Federated Learning with Layer Skipping: Efficient Training of Large Language Models for Healthcare NLP
Lihong Zhang, Yue Li
TL;DR
This paper tackles privacy-preserving collaboration for healthcare NLP by introducing Layer-Skipping Federated Learning, which freezes most layers of a pre-trained LLM and only fine-tunes a subset to reduce communication.

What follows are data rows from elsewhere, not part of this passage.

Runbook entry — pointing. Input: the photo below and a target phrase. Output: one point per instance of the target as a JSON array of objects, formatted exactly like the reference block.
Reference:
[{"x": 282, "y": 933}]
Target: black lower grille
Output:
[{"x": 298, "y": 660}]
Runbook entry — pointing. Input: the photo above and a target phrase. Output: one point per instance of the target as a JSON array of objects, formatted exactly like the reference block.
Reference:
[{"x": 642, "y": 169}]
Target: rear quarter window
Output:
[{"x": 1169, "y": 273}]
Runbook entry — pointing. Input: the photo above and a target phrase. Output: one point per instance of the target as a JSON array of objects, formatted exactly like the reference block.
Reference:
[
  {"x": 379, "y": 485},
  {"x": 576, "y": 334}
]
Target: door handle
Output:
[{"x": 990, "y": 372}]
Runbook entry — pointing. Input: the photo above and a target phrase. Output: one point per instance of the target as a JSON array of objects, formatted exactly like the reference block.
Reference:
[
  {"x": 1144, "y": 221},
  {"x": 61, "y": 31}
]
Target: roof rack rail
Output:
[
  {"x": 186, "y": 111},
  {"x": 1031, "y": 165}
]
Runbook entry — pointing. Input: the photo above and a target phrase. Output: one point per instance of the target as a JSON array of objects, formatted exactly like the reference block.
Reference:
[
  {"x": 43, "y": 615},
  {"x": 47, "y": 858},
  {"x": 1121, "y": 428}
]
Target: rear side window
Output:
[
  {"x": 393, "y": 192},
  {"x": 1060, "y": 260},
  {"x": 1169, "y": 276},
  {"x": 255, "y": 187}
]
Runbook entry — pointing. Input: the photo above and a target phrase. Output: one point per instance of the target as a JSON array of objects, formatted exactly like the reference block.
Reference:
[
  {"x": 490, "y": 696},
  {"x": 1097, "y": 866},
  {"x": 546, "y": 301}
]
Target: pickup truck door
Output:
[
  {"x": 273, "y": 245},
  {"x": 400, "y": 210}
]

Using LLaMA 3.2-1B, the method achieves substantial bandwidth savings (≈$70\%$) while preserving near-centralized performance (within $2\%$) on i2b2 and MIMIC-III, and exhibits robustness to non-IID data. The approach integrates with differential privacy and secure aggregation to strengthen privacy guarantees, and ablation studies show an 8-layer configuration as the best trade-off between accuracy and communication. The work demonstrates practical implications for deploying large language models across resource-constrained healthcare institutions, offering improved efficiency, privacy, and convergence speed over several baselines.
Abstract
Federated learning (FL) enables collaborative model training across organizations without sharing raw data, addressing crucial privacy concerns in healthcare natural language processing (NLP). However, training large language models (LLMs) in federated settings faces significant challenges, including communication overhead and data heterogeneity. We propose Layer-Skipping Federated Learning, where only selected layers of a pre-trained LLM are fine-tuned across clients while others remain frozen. Applied to LLaMA 3.2-1B, our approach reduces communication costs by approximately 70% while maintaining performance within 2% of centralized training. We evaluate our method on clinical NER and classification tasks using i2b2 and MIMIC-III datasets. Our experiments demonstrate that Layer-Skipping FL outperforms competitive baselines, handles non-IID clinical data distributions effectively, and shows robustness when combined with differential privacy. This approach represents a practical solution for privacy-preserving collaborative learning in healthcare NLP.